Electric field strength between two disks?

[Corey Bacon]

Homework Statement

Two 3.0 cm diameter disks face each other, 1.9mm apart. They are charged to $$\pm 16nC$$.
(a). What is the field strength between the disks?
(b). A proton is shot from the negative disk toward the positive disk, what launch speed must the proton have to barely reach the positive disk?

I have attemped a solution for question (a), but MasteringPhysics says it is wrong.

Thanks heaps to anyone who can help
Corey

Homework Equations

The Attempt at a Solution

My attempt at question (a):
$$A = pi * r^2$$
$$r = 0.015$$
$$Q = 16*10^(-9)$$
$$E = Q/A*Epsilon_0 = Q/A*8.85*10^(-12) = 1.278*10^6 $$

 

[Qwertywerty]

I may be wrong , but you seem to have taken Q as charge on the entire disk , and not on just one face of it .

Hope this helps .

 

[haruspex]

Since the distance between the discs is very small compared with their diameter, you can treat it as two infinite parallel sheets. You need to involve the distance between them in the formula.

 

[Qwertywerty]

Since the distance between the discs is very small compared with their diameter, you can treat it as two infinite parallel sheets. You need to involve the distance between them in the formula.

The electric field between the two discs would be , approximately , σ / 2ε₀ . So why would you involve the distance between the plates ?

 

[Qwertywerty]

The electric field between the two discs would be , approximately , σ / 2ε0

Edit : σ / ε₀ .

 

[haruspex]

The electric field between the two discs would be , approximately , σ / 2ε₀ . So why would you involve the distance between the plates ?

Whoops, I was thinking in terms of voltage, not charge. Thanks for picking that up.
Corey, in your final step you seem to have divided by an extra 2. I would guess this is because you forgot there are two plates, one with positive charge and one negative. Their fields add.

 

[Qwertywerty]

Corey, in your final step you seem to have divided by an extra 2. I would guess this is because you forgot there are two plates, one with positive charge and one negative.

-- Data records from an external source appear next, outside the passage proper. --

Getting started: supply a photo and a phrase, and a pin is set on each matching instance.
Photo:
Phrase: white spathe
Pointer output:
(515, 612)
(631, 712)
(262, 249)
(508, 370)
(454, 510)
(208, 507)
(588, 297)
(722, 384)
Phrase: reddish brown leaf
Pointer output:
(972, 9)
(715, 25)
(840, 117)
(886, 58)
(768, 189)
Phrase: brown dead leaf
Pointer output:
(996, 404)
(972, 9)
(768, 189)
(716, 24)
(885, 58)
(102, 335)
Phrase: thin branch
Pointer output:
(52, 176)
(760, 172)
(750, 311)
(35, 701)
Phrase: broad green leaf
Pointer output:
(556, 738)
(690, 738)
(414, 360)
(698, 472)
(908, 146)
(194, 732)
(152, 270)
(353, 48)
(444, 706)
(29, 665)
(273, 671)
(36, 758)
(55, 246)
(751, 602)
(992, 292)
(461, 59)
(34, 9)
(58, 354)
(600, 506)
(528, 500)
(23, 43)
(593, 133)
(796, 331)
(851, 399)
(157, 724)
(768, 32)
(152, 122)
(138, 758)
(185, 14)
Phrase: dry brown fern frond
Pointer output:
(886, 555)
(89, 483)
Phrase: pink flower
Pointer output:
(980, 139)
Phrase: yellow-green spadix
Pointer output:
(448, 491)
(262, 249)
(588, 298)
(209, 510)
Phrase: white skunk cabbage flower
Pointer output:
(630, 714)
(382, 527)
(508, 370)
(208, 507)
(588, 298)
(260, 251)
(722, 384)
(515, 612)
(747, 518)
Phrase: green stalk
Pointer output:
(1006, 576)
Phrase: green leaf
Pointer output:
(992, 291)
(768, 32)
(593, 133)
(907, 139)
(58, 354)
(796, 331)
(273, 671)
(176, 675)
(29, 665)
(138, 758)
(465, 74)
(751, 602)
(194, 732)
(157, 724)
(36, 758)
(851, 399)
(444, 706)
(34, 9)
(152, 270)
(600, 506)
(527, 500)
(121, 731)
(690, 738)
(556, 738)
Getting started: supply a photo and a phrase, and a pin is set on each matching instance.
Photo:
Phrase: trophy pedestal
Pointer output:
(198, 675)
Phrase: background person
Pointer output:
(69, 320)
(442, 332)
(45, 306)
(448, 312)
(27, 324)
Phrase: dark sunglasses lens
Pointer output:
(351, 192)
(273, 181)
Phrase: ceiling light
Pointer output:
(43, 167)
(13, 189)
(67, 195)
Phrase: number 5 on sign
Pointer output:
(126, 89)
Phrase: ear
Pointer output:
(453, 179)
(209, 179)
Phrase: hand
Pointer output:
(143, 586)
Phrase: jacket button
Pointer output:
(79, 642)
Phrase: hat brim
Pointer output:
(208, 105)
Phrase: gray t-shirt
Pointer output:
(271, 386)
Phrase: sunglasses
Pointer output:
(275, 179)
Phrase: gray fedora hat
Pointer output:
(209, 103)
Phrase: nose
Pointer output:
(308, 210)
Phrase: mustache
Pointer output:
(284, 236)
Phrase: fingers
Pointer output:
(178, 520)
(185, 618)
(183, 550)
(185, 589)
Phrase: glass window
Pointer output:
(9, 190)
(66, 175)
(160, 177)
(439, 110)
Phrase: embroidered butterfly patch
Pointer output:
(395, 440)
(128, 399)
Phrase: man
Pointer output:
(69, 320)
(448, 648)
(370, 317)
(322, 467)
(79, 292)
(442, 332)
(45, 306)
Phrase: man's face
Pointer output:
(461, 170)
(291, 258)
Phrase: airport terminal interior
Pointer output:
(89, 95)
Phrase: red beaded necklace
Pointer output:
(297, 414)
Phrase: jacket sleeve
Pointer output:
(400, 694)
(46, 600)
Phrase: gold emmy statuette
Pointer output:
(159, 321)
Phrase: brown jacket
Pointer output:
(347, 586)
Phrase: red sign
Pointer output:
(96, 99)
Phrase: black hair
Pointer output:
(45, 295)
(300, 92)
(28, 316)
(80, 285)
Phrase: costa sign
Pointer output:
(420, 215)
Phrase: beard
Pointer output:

Their fields add.

Actually , I believe he needs to divide further by two ( See post#2 ) .

 

[haruspex]

Actually , I believe he needs to divide further by two ( See post#2 ) .

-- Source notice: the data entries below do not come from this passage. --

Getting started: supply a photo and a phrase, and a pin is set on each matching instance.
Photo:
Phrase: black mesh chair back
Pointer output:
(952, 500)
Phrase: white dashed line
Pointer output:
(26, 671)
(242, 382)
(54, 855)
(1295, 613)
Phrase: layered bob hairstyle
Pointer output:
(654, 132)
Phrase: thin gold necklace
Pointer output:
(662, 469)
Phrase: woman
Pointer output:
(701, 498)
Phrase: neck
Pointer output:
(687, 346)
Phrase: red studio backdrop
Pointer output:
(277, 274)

It doesn't matter which side of a disc the charge is on, it will state generate the same field in the gap.

 

[Qwertywerty]

It doesn't matter which side of a disc the charge is on, it will state generate the same field in the gap.

The electric field in the gap will only be due to the charge present on discs , on the sides facing each other .

 

[haruspex]

The electric field in the gap will only be due to the charge present on discs , on the sides facing each other .

What property of the disc could block the contribution from the charge on the far side of the disc?
Also, bear in mind that if the discs conduct then the two lots of charges will attract each other and most will finish up on the inner surfaces anyway.

 

[Qwertywerty]

What property of the disc could block the contribution from the charge on the far side of the disc?

Hmm .. You're right . Thus I must correct my earler stance - the entire charge on the discs will lie on the sides facing each other .

And I've figured it out - the OP's just made a mistake in his calculations .